Bishop Stephen E. Blaire of Stockton, Calif., chairman of the Committee on Domestic Justice and Human Development, and Bishop Richard E. Pates of Des Moines, Iowa, chairman of the Committee on International Justice and Peace, cited Catholic social teaching in reiterating their concern in a March 18 letter to all members of Congress that government programs serving poor and marginalized people deserve the highest priority.
“While we lack the competence to offer a detailed critique of entire budget proposals, we do ask you to consider the human and moral dimensions of these choices,” they wrote.

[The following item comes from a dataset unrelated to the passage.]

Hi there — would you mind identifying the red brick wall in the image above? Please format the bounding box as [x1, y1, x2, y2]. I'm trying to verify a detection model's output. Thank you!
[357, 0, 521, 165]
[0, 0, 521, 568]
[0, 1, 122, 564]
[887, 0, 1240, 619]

Matthew Hale, associate professor of political science and public affairs at Seton Hall University in South Orange, N.J., while remaining neutral, explained that in today’s polarized political climate, there is little reason for members of Congress to budge from their staked out positions.
For Hale, Catholic social teaching and its emphasis on human dignity illustrates the balance that policymakers can work to reach.
Those concerns were discussed at a small ecumenical gathering of advocates for the poor in the Upper Senate Park near the Capitol March 20. Sponsored by Faith in Public Life, a faith-based advocacy group, the gathering focused on the miracle of the loaves and fishes.
Addressing about 20 people, Sister Simone Campbell, a Sister of Social Service and executive director of Network, challenged the idea that austerity was the right path for the country.
She compared the daily struggles of needy Americans and the debate about the country’s future fiscal path with the miracle of the loaves and fishes witnessed by the throng gathered in Galilee to hear Jesus speak. In the end, she recalled, everyone was fed.
“It was the men who felt it was a miracle. The women knew what it was. They brought the food and they were willing to share,” Sister Simone said.
The miracle can serve as an example for people today, she told Catholic News Service.
“We know as Catholics that there is enough to go around if we share,” she explained. “Jesus Christ in Scripture says, ‘Feed the hungry.’ We’re saying there is enough to go around.”